Ok, well you stop while I continue to enjoy the show.


----------



## Stewart Vernon

This begs two obvious questions:

1. Why would anyone stop watching a show they like just to help reduce the ratings?
2. IF #1 doesn't apply because you don't like the show, then why would any of this matter?

In all walks of life people do work... people get paid... people ask for more money sometimes. IF you've been working and want more money, ask for it. I honestly don't even know why any of this ever is a problem for anyone. IF a company produces a show and makes money on it... and the actors, writers, etc. after a while want more money... why can't they ask for it? Why can't they get it if the money is there to be paid?

All I really care about is if I like the show... if I do, then I watch... if I don't, then I don't watch. I'm not affected by how much anyone on the show is paid.


----------



## dpeters11

It's kind of like those that say to boycott gas.

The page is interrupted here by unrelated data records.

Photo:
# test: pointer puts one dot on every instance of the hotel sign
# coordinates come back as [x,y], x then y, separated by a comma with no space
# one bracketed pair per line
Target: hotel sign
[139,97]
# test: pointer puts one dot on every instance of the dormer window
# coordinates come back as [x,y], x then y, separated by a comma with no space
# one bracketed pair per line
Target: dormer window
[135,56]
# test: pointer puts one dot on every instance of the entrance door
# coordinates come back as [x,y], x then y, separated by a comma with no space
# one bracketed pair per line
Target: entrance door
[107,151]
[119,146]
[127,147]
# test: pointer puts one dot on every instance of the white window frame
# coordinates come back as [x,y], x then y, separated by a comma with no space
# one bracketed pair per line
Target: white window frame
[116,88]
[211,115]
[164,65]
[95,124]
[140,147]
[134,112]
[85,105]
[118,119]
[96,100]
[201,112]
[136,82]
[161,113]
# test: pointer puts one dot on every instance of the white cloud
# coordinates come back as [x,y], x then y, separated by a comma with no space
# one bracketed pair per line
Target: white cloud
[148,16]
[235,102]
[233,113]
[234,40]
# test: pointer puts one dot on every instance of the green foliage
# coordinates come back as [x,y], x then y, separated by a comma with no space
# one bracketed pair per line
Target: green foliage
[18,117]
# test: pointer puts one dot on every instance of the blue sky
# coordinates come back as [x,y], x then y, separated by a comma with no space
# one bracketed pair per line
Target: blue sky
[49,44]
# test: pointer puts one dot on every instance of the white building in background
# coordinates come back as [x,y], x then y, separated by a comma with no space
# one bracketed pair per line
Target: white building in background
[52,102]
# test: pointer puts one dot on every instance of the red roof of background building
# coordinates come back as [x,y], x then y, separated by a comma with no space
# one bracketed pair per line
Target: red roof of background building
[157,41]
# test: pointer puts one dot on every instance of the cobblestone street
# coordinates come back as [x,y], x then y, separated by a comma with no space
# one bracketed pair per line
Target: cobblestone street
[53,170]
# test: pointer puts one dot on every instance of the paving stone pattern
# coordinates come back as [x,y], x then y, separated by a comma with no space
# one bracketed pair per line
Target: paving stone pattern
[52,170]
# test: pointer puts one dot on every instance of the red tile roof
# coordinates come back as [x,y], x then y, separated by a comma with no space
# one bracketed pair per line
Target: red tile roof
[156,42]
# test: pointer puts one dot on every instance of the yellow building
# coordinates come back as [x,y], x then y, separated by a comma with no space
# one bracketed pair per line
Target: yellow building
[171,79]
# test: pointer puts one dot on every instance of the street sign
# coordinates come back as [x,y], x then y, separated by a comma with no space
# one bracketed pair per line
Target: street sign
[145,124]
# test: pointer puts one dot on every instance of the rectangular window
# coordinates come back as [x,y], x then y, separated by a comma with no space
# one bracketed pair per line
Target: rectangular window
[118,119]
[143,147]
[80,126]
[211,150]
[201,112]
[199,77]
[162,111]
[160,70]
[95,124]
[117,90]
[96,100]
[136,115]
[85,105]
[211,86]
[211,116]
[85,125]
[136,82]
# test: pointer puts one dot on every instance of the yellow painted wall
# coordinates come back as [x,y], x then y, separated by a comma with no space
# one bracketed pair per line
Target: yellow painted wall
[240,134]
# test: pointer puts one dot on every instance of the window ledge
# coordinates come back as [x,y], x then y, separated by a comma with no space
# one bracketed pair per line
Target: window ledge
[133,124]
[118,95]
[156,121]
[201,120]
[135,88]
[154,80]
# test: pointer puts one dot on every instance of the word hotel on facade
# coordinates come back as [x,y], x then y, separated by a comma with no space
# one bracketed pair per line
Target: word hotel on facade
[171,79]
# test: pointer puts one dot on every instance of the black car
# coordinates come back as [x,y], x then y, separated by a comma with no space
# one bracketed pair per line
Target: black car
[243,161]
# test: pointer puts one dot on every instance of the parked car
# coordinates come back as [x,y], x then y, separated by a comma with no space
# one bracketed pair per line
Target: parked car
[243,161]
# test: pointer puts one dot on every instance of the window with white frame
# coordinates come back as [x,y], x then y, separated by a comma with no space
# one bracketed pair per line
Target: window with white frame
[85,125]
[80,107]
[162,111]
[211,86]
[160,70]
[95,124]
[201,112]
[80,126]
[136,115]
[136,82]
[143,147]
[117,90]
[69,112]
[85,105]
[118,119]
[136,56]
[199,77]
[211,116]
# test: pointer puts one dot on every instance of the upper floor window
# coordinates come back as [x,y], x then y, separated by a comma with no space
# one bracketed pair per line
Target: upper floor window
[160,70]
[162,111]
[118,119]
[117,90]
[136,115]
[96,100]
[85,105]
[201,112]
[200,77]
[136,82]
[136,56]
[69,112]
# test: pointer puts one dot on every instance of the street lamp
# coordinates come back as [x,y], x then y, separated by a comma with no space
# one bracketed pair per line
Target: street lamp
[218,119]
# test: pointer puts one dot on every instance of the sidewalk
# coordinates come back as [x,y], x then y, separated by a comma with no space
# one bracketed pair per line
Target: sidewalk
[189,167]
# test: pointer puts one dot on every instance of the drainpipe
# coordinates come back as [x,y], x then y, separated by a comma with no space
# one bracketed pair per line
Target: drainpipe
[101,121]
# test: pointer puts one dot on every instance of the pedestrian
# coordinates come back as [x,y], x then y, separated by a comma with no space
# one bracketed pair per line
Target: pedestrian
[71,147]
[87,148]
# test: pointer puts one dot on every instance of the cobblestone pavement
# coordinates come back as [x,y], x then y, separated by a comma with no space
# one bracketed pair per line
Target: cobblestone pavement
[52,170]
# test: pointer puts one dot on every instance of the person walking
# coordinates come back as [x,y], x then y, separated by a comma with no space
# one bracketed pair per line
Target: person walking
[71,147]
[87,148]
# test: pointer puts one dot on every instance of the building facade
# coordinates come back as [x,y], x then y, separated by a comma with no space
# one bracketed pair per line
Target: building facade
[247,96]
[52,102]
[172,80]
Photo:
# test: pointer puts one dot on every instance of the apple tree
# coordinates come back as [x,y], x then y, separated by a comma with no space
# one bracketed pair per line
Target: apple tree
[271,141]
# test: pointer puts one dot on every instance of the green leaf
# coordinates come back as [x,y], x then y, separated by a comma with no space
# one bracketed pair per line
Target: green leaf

Not quite the same as generally you're just delaying the purchase unless you go all in and go total electric, but if it's a very popular show, it will take a lot for it to make even a small dent in the ratings.


----------



## trh

SayWhat? said:


> I could easily do without the pompous blowhard Cooper.


You mean the three-time Emmy winning Outstanding Lead Actor In A Comedy Series Jim Parsons?


----------



## djlong

He's SUPPOSED to be pompous and a blowhard 

One of the reasons I love this show is I've known all those character types at one point or another in my life..


----------